Andrew Small on China’s Influence in the Middle East Peace Process May 10, 2013

Anchor Elaine Reyes speaks with Andrew Small, Transatlantic Fellow of the Asia Program for the German Marshall Fund, about Beijing's potential role in brokering peace between Israel and Palestine

Is There Life for the G20 beyond the Global Financial Crisis? February 24, 2012 / Kati Suominen, Uri Dadush


As the crisis began spreading across the globe, the G20 helped avoid descent into a second Great Depression. It marshaled the large economies to coordinate their stimulus programs, assigned the IMF a large role in carrying out rescues, and helped avert egregious protectionism. On that alone, the institution’s balance sheet is positive, and at a minimum it will continue to provide insurance against the next financial crisis. Though it is hard to discern how many of these positive outcomes owe to the G20 and how much would have happened anyway, the group clearly demonstrated its usefulness in crisis. It has also shown glimpses of its longer-term potential – revising the roles and structures of major institutions and setting the global economic agenda. If it avoids the pitfalls of overpromise, overreach, and bureaucratization, and bridges advanced and emerging countries’ interests, it can establish confidence in the new world order and help build a viable economic architecture for the 21st century.

The G20 must first and foremost avert the temptation to be all things to all nations and instead keep its eye on the ball – the systemic global policy issues short- and long-term- that affect all nations and where major coordinated reforms are needed. Though global imbalances and currency tensions are rightly part of the discussion, the emphasis should be on highlighting and dealing with the domestic policy failures that are the real cause of the pattern rather than look for illusory solutions in new international monetary arrangements or for quick fixes from the mutual assessment process. Strengthening the world trading system will take much more than another pledge to conclude Doha: a reform of the WTO and its negotiations modalities. Much work also remains to be done to establish the broad common principles on financial regulation so as to avert arbitrage and work together when multinational banks start failing. These core issues must be set right before the agenda is broadened further.

Much will have to get done by each member, at home. While economic linkages have become global, economic fixes are local. Going forward, Europe and the United States must look deep within, much like emerging markets had to do in facing up to their crises (Suominen 2011). The cost of the Eurozone’s common currency is greater fiscal integration and enforcement regime; the price for future economic dynamism is flexible labor markets and curtailed welfare  states. In America, the failure of the budget super committee to reach agreement only increased the urgency to free the world’s leading economy from its exploding debt load.

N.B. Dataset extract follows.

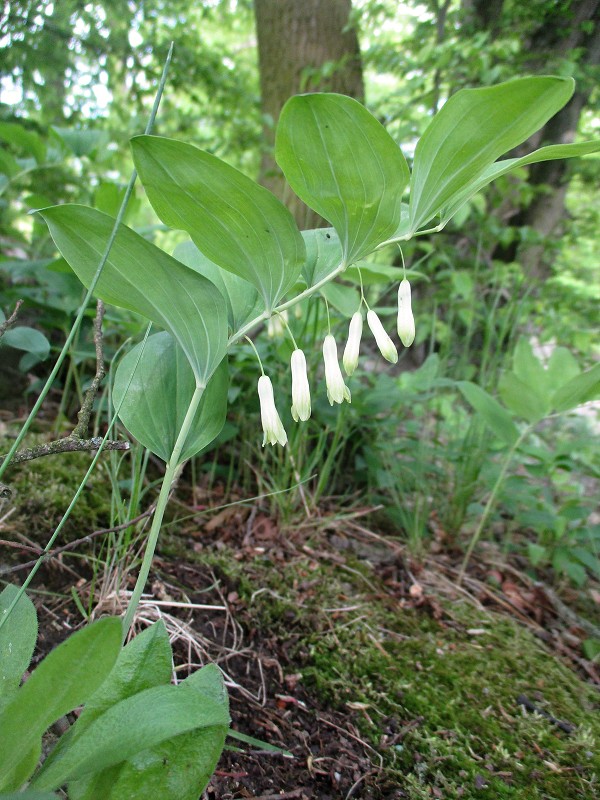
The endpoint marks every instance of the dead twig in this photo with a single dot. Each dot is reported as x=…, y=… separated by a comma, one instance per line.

And yet, getting to growth in the interdependent modern world takes far more give-and-take. China, India, Brazil and other emerging market economies know that advanced nations’ recovery and global rebalancing are in their economic self-interest, but now must act on that understanding. By paving the way to growth, they would show the global leadership they seek – which, after all, is not about new seats in international institutions, but about stepping up to the plate at the world’s hour of need.

As it faces up to the global challenges, the G20 must avoid becoming a white elephant, the fate of all too many international endeavors. Repeated failures by the G20 to meet its commitments on rebalancing, the Doha Round, financial regulations, and other policy areas will quickly chip away at the group’s credibility and relegate it to irrelevance. The leaders should not underestimate such a prospect. The key factor between success and failure is leadership. Just like the G5 or G7, the G20 requires leadership for generating useful policy ideas and building support for action around them. And just like in the past, there are only a handful of members that can swing the big decisions. Of those, the United States is still by far the most important and the only plausible leader. And as in the past, it leads best by example and vigor of its economy. On that score, it now has a long way to go.